Just about every article on curiosity recommends that you read books to generate curiosity. That’s good advice, but incomplete.

Dedicate a set amount of your current reading time to subjects which you previously had no interest and little familiarity. I will typically read one book each month about something outside my sphere of knowledge.

Don’t hesitate to quit if the subject fails to spark an interest. This exercise is a process of discovery. If it fails to generate curiosity, move on to something else.

4) Rewrite an ending

Do you have a favorite book, show or podcast? One of my favorite activities is to create alternate endings to television shows and chapter endings in books. I always start the exercise by asking, “What if?”

What if Annie had hit her attacker first? What would have happened next?

What if Jim never asked out Sarah? What would have happened next?

The words what if generate insatiable curiosity and stimulate your creativity. Authors like Stephen King have written (in his book On Writing) about the power of asking what if to generate ideas.

5) Always have a side project

Almost everyone has a side project. For too many of us, it’s wasting time on social media or watching television. Siphon off some of that time and put it into a passion.

A side project does not need to make you money. It should be something that interests you and stokes your passion. There are no limitations.

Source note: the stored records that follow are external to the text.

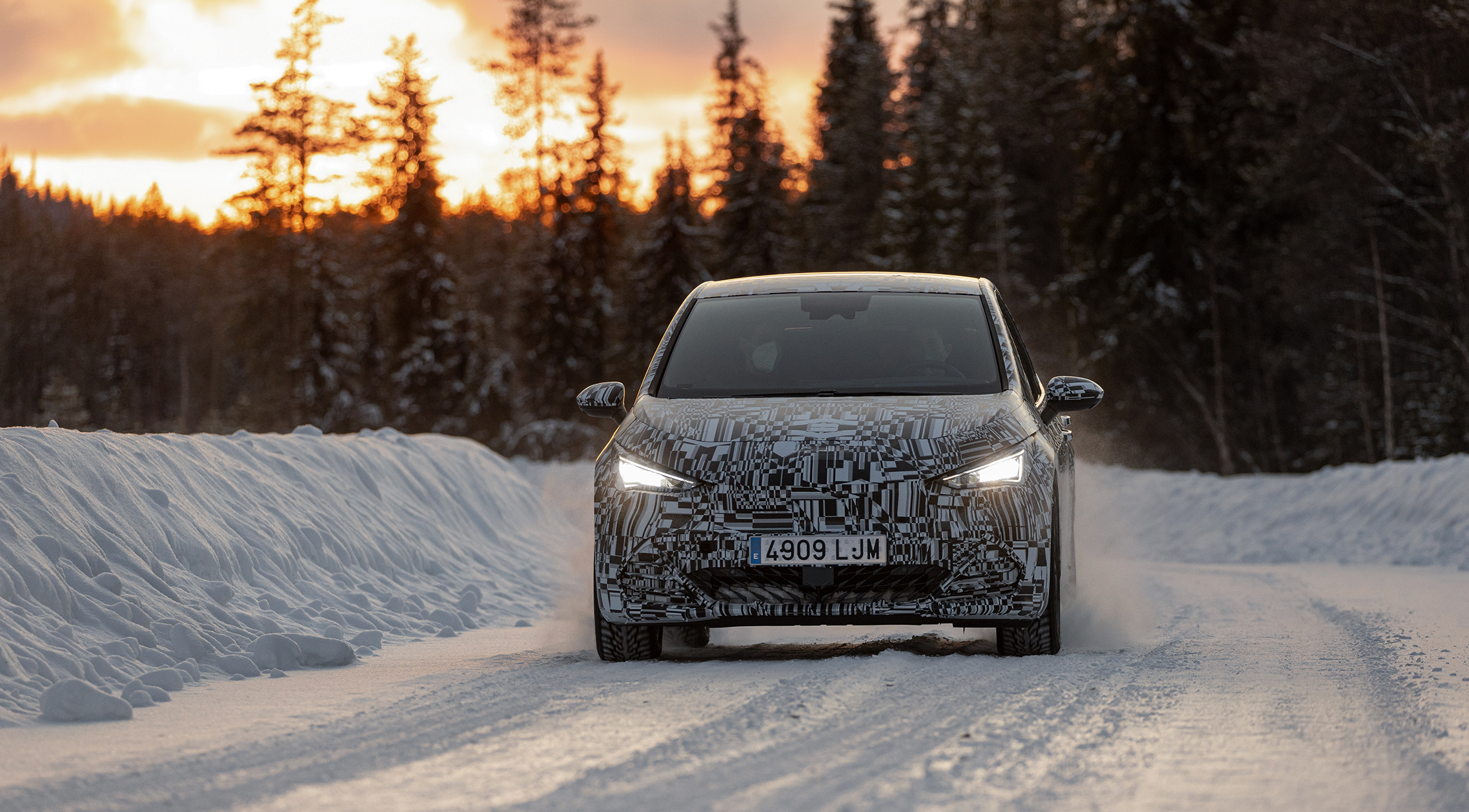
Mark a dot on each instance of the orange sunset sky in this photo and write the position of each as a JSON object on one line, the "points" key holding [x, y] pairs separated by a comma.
{"points": [[116, 94]]}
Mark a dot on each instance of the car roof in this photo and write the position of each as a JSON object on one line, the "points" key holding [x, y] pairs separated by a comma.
{"points": [[866, 281]]}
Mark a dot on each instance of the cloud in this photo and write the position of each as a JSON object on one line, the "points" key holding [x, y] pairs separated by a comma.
{"points": [[47, 41], [121, 127]]}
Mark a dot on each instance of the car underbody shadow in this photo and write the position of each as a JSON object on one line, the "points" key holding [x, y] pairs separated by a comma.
{"points": [[927, 645]]}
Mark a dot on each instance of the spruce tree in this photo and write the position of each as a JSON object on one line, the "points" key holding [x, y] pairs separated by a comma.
{"points": [[751, 168], [844, 199], [670, 260], [571, 307], [946, 193], [544, 39], [1159, 228], [291, 127], [423, 341]]}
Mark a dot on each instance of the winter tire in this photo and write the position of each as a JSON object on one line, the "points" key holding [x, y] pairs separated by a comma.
{"points": [[1044, 633], [689, 636], [619, 642]]}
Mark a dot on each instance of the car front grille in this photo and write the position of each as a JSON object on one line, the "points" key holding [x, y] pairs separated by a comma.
{"points": [[849, 585]]}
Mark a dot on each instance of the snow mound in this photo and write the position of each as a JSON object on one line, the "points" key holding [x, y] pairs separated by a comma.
{"points": [[167, 558], [1390, 513]]}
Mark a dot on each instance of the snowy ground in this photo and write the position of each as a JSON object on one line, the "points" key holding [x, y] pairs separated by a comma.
{"points": [[1222, 657]]}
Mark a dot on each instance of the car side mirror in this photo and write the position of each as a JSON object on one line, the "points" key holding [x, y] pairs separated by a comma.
{"points": [[603, 400], [1070, 394]]}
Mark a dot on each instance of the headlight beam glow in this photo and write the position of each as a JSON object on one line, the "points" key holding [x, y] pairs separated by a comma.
{"points": [[634, 474], [1007, 471]]}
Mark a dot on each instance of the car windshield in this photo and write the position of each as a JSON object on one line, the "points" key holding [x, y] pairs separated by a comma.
{"points": [[833, 344]]}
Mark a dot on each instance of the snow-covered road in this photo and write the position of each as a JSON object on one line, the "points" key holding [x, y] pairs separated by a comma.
{"points": [[1253, 687]]}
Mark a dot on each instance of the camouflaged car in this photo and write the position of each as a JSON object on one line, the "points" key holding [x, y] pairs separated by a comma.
{"points": [[836, 448]]}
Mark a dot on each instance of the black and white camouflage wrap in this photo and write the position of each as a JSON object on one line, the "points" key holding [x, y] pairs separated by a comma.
{"points": [[829, 466]]}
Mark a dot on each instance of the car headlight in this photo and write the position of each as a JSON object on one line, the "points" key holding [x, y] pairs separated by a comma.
{"points": [[1007, 471], [635, 474]]}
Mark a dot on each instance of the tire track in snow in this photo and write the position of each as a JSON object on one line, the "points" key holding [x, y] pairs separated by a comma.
{"points": [[401, 732]]}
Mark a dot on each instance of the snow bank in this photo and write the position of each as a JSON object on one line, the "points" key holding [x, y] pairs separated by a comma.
{"points": [[167, 558], [1392, 513]]}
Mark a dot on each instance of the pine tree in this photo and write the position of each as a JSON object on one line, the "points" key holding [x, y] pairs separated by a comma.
{"points": [[1157, 237], [853, 108], [293, 127], [946, 200], [751, 167], [544, 39], [571, 309], [423, 343], [670, 260]]}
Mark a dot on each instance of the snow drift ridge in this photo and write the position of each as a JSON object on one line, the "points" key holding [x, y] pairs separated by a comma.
{"points": [[1390, 513], [125, 554]]}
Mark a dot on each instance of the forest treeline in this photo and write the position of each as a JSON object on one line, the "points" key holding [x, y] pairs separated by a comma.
{"points": [[1246, 219]]}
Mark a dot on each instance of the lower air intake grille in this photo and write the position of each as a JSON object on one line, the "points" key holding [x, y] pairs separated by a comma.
{"points": [[849, 585]]}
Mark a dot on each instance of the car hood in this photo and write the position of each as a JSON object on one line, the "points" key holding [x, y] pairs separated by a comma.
{"points": [[823, 441]]}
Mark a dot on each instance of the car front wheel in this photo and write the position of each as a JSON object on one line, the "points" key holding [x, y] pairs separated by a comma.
{"points": [[619, 642]]}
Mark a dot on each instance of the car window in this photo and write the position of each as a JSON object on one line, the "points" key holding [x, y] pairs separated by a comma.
{"points": [[833, 343], [1030, 382]]}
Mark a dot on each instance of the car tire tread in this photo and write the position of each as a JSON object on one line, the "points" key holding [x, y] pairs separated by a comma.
{"points": [[622, 642], [1040, 636]]}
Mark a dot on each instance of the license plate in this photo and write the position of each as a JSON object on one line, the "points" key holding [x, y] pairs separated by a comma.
{"points": [[791, 551]]}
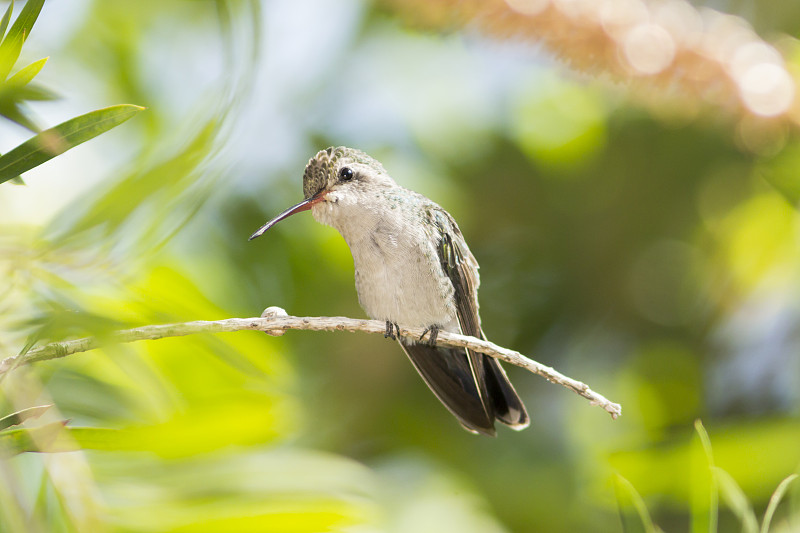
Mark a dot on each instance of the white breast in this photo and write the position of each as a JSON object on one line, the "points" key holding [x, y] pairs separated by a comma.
{"points": [[397, 271]]}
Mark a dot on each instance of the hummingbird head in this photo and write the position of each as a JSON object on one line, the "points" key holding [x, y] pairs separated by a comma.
{"points": [[334, 178]]}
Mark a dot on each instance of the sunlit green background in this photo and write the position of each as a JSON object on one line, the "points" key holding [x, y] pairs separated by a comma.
{"points": [[650, 257]]}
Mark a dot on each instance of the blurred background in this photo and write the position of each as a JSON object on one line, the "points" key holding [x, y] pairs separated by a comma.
{"points": [[637, 236]]}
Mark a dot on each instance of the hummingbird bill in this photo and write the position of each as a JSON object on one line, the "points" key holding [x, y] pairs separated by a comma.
{"points": [[412, 267]]}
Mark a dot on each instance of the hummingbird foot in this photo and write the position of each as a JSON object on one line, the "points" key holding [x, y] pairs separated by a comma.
{"points": [[434, 334], [390, 329]]}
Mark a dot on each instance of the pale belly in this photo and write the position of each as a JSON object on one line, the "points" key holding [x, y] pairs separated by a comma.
{"points": [[400, 280]]}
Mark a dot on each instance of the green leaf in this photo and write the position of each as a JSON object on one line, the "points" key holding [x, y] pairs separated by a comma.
{"points": [[20, 416], [12, 44], [628, 498], [50, 437], [26, 74], [61, 138], [774, 501], [704, 498], [15, 114], [6, 18], [737, 501]]}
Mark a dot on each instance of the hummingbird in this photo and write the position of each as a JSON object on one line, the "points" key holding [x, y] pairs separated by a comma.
{"points": [[412, 267]]}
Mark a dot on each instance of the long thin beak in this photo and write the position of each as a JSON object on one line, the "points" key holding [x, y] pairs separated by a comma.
{"points": [[305, 205]]}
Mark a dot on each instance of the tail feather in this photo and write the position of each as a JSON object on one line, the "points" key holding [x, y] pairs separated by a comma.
{"points": [[448, 373], [476, 396], [508, 407]]}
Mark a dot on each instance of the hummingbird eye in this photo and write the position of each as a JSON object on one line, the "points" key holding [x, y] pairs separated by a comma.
{"points": [[346, 174]]}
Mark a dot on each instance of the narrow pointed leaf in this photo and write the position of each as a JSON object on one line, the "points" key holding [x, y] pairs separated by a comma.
{"points": [[628, 500], [6, 18], [61, 138], [15, 114], [774, 501], [20, 416], [704, 498], [12, 44], [49, 437], [26, 74], [737, 501]]}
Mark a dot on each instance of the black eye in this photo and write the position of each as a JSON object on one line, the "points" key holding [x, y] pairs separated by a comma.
{"points": [[346, 174]]}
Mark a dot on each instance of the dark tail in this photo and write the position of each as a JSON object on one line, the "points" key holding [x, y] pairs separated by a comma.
{"points": [[472, 386]]}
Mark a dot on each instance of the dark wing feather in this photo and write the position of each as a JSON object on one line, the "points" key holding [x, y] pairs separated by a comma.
{"points": [[499, 397]]}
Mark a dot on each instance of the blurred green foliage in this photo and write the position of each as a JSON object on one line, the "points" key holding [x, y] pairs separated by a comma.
{"points": [[16, 90], [651, 257]]}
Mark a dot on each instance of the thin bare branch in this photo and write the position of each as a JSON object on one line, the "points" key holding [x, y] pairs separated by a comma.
{"points": [[275, 325]]}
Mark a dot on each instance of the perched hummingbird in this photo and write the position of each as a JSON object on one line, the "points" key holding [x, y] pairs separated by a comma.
{"points": [[412, 267]]}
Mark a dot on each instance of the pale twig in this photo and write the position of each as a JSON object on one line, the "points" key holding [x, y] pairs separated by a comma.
{"points": [[278, 324]]}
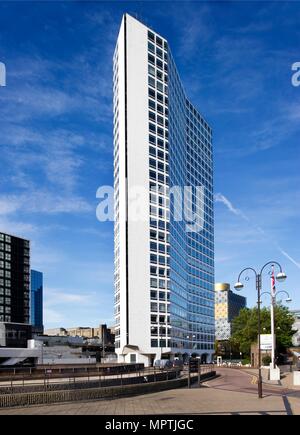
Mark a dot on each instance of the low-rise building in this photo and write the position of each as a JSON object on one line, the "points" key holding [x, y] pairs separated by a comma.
{"points": [[227, 306], [296, 327]]}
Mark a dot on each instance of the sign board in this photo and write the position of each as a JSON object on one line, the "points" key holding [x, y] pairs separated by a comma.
{"points": [[266, 342]]}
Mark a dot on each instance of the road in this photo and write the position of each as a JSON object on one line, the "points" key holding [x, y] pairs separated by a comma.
{"points": [[244, 382], [233, 393]]}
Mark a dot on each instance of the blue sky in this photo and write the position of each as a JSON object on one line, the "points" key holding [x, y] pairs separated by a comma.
{"points": [[235, 61]]}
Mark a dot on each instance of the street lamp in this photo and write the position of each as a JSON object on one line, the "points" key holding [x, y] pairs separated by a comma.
{"points": [[281, 276], [273, 295], [190, 337]]}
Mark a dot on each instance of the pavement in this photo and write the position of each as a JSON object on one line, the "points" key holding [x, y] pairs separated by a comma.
{"points": [[234, 392]]}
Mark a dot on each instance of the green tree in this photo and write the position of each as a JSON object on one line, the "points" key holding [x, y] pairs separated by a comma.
{"points": [[245, 327]]}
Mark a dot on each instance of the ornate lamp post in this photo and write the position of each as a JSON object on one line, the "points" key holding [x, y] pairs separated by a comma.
{"points": [[281, 276]]}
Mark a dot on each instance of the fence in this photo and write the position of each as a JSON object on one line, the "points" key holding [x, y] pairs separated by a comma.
{"points": [[150, 385], [75, 381]]}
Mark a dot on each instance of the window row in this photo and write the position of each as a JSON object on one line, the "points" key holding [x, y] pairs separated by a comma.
{"points": [[157, 40], [157, 73]]}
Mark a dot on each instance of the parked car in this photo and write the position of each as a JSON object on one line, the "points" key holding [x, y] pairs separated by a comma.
{"points": [[163, 364], [178, 363]]}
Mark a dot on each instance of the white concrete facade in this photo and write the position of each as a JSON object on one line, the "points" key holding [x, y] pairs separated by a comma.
{"points": [[135, 338]]}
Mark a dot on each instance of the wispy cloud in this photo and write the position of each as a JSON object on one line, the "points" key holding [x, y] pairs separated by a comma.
{"points": [[223, 199]]}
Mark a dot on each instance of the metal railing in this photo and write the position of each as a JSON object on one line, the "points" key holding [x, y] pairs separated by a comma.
{"points": [[20, 383]]}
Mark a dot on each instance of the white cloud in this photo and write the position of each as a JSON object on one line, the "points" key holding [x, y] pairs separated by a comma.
{"points": [[221, 198]]}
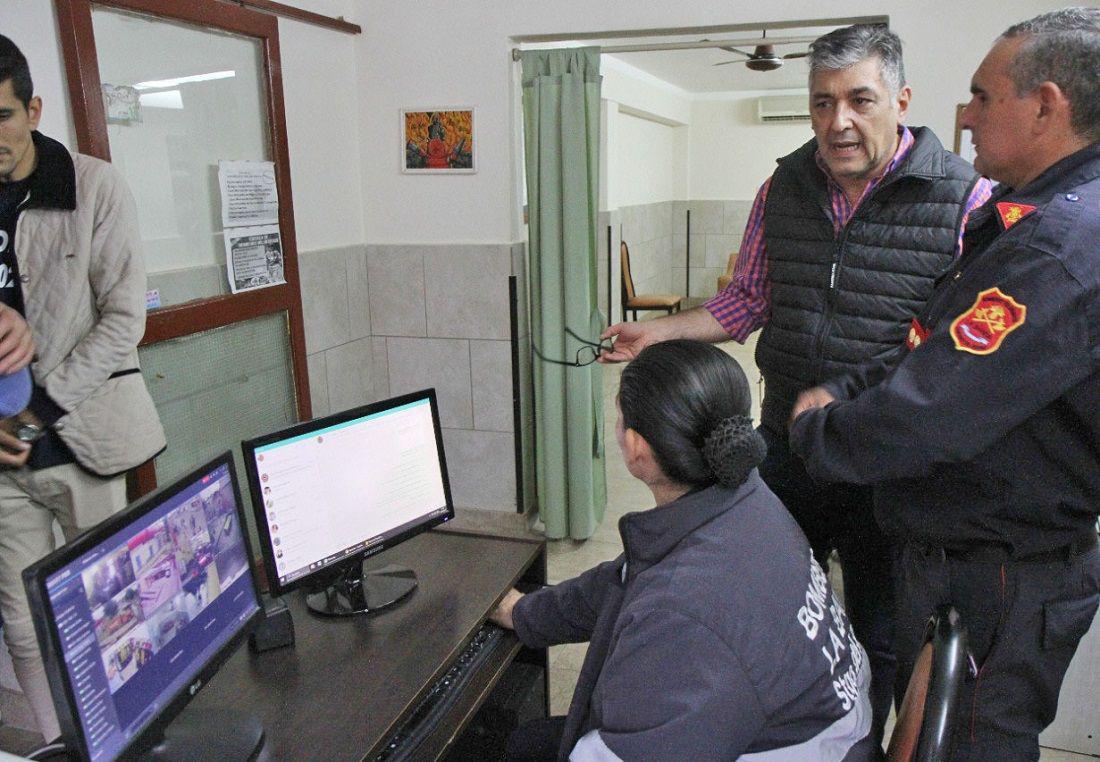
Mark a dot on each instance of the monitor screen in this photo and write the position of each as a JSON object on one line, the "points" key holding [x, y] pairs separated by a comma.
{"points": [[132, 613], [344, 486]]}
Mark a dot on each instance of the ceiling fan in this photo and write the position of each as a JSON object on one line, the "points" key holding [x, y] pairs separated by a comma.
{"points": [[763, 56]]}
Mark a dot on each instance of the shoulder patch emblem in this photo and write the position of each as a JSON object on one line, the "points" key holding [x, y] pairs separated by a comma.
{"points": [[1011, 213], [917, 334], [993, 316]]}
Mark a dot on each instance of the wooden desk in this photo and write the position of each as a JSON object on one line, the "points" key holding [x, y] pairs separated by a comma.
{"points": [[347, 684]]}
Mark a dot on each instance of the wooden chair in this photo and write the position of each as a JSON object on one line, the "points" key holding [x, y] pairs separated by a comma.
{"points": [[724, 279], [669, 302], [926, 718]]}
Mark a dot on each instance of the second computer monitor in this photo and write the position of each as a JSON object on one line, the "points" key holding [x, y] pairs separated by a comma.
{"points": [[331, 492]]}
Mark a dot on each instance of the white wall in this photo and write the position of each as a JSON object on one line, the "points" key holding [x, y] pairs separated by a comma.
{"points": [[648, 162], [730, 152], [320, 87], [441, 53], [343, 95]]}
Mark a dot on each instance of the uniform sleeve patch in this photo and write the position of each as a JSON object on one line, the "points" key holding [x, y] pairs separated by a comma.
{"points": [[1011, 213], [917, 334], [993, 316]]}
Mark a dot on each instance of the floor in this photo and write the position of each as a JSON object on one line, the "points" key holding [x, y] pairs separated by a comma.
{"points": [[625, 494]]}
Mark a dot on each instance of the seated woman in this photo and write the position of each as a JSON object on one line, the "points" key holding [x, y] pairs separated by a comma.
{"points": [[715, 635]]}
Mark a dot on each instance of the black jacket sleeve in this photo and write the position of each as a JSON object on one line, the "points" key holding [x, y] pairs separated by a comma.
{"points": [[944, 405], [565, 613]]}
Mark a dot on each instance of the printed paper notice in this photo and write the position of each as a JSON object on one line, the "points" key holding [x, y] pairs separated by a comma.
{"points": [[254, 257], [249, 196]]}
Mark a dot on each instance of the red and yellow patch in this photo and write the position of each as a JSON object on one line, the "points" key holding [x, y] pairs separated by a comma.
{"points": [[917, 334], [993, 316], [1011, 213]]}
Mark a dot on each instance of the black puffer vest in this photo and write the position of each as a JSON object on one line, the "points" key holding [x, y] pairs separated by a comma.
{"points": [[838, 300]]}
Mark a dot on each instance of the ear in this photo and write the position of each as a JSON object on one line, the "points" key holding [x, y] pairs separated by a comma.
{"points": [[903, 97], [34, 111], [1054, 109], [638, 454]]}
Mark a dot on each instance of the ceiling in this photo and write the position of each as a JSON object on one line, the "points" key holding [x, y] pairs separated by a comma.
{"points": [[695, 70], [696, 73]]}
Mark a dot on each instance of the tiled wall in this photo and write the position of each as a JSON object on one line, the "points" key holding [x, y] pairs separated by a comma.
{"points": [[382, 320], [657, 234], [647, 230], [716, 230]]}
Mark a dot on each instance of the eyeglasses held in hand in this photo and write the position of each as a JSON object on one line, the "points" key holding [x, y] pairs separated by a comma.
{"points": [[587, 354]]}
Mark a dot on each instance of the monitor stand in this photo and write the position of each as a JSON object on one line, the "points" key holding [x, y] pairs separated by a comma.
{"points": [[359, 591], [220, 733]]}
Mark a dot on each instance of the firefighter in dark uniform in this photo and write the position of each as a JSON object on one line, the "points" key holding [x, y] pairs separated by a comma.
{"points": [[982, 432]]}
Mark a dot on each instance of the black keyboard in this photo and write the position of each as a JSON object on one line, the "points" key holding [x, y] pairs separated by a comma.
{"points": [[427, 714]]}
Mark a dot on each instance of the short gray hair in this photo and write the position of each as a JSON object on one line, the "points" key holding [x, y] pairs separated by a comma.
{"points": [[849, 45], [1063, 47]]}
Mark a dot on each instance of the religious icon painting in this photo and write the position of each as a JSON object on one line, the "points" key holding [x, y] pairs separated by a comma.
{"points": [[438, 141]]}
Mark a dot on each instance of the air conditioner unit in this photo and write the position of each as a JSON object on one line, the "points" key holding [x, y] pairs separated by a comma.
{"points": [[783, 108]]}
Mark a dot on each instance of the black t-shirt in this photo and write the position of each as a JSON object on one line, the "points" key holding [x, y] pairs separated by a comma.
{"points": [[11, 196], [50, 450]]}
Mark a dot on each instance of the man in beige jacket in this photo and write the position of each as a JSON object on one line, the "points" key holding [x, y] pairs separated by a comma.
{"points": [[70, 267]]}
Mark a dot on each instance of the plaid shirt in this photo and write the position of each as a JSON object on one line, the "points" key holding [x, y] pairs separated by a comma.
{"points": [[744, 305]]}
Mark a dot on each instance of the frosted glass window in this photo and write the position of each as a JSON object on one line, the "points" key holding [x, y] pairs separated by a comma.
{"points": [[200, 98]]}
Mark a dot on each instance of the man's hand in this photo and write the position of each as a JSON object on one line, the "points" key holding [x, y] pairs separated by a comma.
{"points": [[630, 339], [502, 615], [814, 397], [17, 344], [13, 451]]}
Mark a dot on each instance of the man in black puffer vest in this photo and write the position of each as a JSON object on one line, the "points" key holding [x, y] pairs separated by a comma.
{"points": [[842, 250]]}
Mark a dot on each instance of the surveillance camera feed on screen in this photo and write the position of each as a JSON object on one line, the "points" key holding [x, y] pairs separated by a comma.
{"points": [[336, 489], [142, 611]]}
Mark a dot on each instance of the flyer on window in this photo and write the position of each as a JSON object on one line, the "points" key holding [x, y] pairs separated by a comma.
{"points": [[249, 194], [253, 257]]}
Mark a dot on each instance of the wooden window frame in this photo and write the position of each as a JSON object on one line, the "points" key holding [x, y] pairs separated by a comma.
{"points": [[78, 44]]}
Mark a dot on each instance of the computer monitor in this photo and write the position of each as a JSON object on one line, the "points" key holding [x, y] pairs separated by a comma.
{"points": [[134, 616], [331, 493]]}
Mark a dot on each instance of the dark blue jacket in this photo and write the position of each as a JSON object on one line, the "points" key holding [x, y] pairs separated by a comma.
{"points": [[987, 429], [714, 636]]}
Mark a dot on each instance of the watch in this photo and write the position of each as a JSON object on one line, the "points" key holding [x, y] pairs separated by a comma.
{"points": [[29, 432]]}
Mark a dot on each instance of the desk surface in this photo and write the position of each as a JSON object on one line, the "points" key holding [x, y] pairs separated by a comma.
{"points": [[342, 688]]}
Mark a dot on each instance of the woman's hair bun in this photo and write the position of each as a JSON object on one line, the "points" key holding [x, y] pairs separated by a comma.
{"points": [[733, 449]]}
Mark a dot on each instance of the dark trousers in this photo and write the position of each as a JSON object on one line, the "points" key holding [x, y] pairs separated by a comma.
{"points": [[1024, 620], [839, 516], [536, 741]]}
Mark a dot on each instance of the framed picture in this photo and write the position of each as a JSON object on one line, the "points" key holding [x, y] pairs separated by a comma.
{"points": [[438, 141], [963, 145]]}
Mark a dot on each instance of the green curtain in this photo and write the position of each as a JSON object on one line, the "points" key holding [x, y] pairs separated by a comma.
{"points": [[561, 135]]}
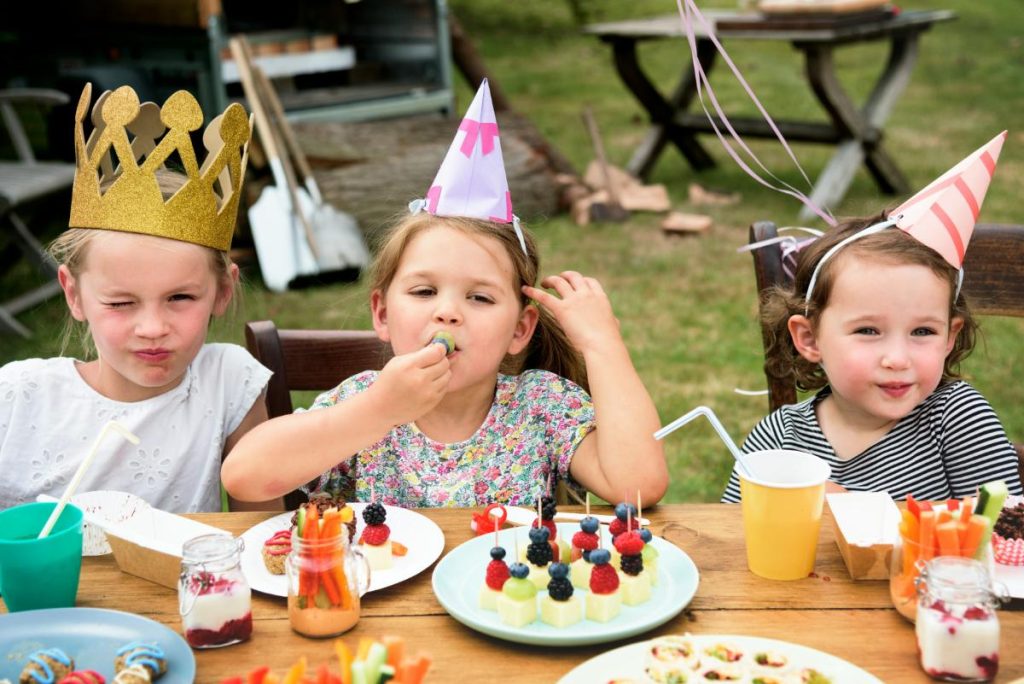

True, you can’t wake up one day and decide to become a brain surgeon, but you can research it, write about it, or interview people about it.

6) Active Observation

This creative exercise accounts for many of my story ideas. If you enjoy people-watching, you’ll love this activity. Here’s how it works.

  1. Go to a coffee shop or any area where people congregate that allows you to go unnoticed.
  2. Fix your focus on a target, preferably someone (or a group) close to you so you can listen in on their conversation. Peek out of the corner of your eye to notice body language and mannerisms. Jot down anything interesting or unusual.
  3. Ask yourself these questions. What did you learn from it? What was interesting about it? What emotions did you notice? Joy, sadness, indifference? What’s the backstory of the person or people you spied on? Of course, you cannot really know their backstory, but this is a curiosity exercise, so use your imagination.